I'm thinking MRMOFO is not from the States. TR check into getting yourself a GFCI, ground fault circuit interrupter. Probably run you about $20. Not the 6 way cord strips with the surge protector, that protects BEFORE the unit, you need to protect yourself AFTER the plug. You can get a GFCI for cheap and wire it directly into the socket, you probably have them already in your bathroom. It's those sockets that have a "test" and "reset" button. They also produce them as a plug in style that you plug into the wall and then plug your 6 way surge protector in. By code we have to plug in everything into portable GFCI's at a construction site. 

They work by measuring the amperage going out one line and returning through the other line. If there is a 5 micro amp change, I forget the .00005 type number, it automatically trips. An 8 micro amp surge can stop a heart. Basically they trip before you do. 

All aquarists should have GFCI's on all of their equipment since as we know, our entire tank can be a conductor at any moment. Your fish will not get shocked swimming in the water as they are not grounded. As soon as you place your hand into the tank, a ground is made and you and your tank are now cooking. A GFCI will instantly prevent that. A hardwired GFCI socket is better then a plug in model. Most of the plugins are made so that you physically have to push the reset button to turn them on. This is to make sure the unit works each and everytime you use it, this is not a defect but a built in safety device. Unfortunately for those that use this type on their tank you will have problems with them.

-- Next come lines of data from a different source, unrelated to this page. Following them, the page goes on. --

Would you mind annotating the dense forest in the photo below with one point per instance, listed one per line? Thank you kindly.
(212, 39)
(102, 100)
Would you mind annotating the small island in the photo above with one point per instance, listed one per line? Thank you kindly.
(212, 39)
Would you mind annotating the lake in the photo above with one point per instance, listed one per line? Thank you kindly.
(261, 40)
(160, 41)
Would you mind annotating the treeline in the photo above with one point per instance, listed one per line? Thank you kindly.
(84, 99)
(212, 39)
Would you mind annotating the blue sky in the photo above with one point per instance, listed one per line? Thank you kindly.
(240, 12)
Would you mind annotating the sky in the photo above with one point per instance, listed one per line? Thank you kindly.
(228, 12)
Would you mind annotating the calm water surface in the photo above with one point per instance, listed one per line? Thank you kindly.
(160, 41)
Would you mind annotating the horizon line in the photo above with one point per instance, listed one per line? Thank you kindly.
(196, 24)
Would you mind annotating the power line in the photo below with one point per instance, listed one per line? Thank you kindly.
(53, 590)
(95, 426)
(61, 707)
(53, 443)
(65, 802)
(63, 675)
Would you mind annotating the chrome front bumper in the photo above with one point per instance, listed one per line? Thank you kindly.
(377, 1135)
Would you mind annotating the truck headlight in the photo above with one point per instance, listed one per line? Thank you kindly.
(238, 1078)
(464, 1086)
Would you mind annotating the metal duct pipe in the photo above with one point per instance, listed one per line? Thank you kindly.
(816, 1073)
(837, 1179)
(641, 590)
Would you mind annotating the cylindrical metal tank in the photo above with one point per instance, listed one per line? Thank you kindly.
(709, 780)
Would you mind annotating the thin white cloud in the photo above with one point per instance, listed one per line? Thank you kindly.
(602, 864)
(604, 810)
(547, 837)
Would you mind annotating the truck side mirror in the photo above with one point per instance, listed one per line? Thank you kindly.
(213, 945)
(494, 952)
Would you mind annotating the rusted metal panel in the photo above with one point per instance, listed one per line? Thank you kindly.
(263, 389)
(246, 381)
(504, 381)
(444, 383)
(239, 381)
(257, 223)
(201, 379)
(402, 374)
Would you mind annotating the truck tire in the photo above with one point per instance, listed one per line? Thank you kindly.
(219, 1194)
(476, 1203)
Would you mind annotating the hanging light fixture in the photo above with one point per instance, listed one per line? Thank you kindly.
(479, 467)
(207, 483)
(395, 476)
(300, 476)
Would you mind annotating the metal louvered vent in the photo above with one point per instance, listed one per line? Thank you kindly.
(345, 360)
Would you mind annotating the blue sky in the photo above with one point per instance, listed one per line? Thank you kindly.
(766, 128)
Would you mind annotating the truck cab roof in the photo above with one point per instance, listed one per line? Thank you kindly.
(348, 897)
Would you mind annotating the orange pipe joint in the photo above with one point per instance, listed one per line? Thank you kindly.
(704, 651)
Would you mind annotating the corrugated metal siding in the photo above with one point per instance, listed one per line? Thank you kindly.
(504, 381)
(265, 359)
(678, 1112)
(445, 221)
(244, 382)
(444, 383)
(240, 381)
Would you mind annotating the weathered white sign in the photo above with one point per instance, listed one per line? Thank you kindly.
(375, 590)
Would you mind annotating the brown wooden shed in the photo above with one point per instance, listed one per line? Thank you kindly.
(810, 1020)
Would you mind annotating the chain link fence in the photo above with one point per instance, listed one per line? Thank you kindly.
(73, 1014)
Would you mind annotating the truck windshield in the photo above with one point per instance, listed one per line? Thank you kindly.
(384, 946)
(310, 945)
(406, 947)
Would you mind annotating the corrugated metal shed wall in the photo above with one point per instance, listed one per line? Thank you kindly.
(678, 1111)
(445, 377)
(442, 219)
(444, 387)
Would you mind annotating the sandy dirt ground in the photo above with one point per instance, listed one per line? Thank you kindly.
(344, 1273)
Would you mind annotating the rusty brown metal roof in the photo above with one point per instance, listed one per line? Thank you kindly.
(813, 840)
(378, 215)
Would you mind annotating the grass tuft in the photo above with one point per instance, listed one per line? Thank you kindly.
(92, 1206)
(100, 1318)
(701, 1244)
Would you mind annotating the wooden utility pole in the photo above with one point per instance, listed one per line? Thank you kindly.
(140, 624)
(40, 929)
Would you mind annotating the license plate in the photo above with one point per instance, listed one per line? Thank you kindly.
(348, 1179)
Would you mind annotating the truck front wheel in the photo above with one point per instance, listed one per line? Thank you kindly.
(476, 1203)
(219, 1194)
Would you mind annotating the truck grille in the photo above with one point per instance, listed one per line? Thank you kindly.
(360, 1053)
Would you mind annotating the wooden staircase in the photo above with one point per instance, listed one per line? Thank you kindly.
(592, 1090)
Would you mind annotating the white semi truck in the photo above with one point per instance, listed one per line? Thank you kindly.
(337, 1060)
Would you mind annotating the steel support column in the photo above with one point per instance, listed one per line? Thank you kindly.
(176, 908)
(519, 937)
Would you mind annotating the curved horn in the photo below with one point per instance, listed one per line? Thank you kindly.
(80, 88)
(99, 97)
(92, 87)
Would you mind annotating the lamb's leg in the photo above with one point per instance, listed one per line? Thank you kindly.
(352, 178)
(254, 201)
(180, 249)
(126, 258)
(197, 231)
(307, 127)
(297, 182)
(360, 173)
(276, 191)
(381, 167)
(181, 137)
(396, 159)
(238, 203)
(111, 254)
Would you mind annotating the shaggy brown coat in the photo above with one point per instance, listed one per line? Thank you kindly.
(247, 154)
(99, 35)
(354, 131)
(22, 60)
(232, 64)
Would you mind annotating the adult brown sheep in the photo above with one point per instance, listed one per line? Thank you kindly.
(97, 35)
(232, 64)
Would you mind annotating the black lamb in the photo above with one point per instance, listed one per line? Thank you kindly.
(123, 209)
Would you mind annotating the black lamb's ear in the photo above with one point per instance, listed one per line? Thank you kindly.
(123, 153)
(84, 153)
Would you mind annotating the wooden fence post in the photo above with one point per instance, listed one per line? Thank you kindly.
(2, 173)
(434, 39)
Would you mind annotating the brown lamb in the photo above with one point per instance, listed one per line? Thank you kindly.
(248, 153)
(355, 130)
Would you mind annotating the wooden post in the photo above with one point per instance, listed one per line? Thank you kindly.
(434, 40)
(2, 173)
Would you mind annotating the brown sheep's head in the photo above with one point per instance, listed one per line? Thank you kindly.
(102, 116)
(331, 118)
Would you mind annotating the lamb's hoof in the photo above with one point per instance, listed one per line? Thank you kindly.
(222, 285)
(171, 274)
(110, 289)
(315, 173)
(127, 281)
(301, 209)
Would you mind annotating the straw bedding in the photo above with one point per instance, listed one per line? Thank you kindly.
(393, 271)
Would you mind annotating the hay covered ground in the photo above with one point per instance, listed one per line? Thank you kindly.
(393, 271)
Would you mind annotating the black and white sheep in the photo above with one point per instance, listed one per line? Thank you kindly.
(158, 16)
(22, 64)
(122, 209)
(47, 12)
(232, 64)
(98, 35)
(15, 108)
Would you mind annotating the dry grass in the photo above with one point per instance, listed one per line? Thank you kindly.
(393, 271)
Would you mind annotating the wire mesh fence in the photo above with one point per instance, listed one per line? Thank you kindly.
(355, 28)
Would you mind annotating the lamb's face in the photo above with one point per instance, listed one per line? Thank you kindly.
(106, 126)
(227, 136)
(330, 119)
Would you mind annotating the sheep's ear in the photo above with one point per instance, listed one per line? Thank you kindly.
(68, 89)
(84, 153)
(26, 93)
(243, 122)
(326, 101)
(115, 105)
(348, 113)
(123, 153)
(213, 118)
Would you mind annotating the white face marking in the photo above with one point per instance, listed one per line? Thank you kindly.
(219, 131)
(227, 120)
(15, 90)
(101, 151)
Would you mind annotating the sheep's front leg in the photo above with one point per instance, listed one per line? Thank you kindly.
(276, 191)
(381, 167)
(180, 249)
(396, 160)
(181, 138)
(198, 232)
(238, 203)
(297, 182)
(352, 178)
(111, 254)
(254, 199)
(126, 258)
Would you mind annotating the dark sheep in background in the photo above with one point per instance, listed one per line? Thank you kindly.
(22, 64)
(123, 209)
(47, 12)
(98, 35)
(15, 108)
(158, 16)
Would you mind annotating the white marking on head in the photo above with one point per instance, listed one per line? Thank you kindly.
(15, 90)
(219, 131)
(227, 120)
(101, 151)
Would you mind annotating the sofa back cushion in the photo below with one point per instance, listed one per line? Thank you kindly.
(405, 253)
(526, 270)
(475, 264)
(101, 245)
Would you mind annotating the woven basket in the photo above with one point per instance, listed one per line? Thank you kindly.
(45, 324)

If for any reason there is the slightest burp in your homes power supply, a 5 min brown out, a slight surge, an hour long black out due to construction, anything that interrupts the power will leave the GFCI in the tripped position until you reset it. Wouldn't you rather have in in wall socket that will automatically continue to run when the power is restored?


TR it sounds like the seal on your heater went bad. It is a very common occurence, hence why I do not use bulb type heaters.


----------



## Mrmofo

im from austraia, ill admit it..i think there the same things we just call them somthing different down here..same thing test n reset n test it every month


----------



## trreherd

Ok so ill go to the hardware store and buy one of those safety things thats in my bathroom and hardwire it up. But what is this 6 way surge protector you speak of? im not reely sure what that is.


----------



## trreherd

Good news! Turns out my dad used to me an electrician aprentis and he knows alot about electricity! We found out that the problem was coming from a cheap wisper pump that came off a internal filter that i was just using for some circulation. I had to use the guess and test method though, and i got a few nasty shockes before i found out what one was shorted.


----------



## caferacermike

That is good news. A surge protector is that long strip of plugs you plug your computer or stereo into to protect it from lightning strike.


----------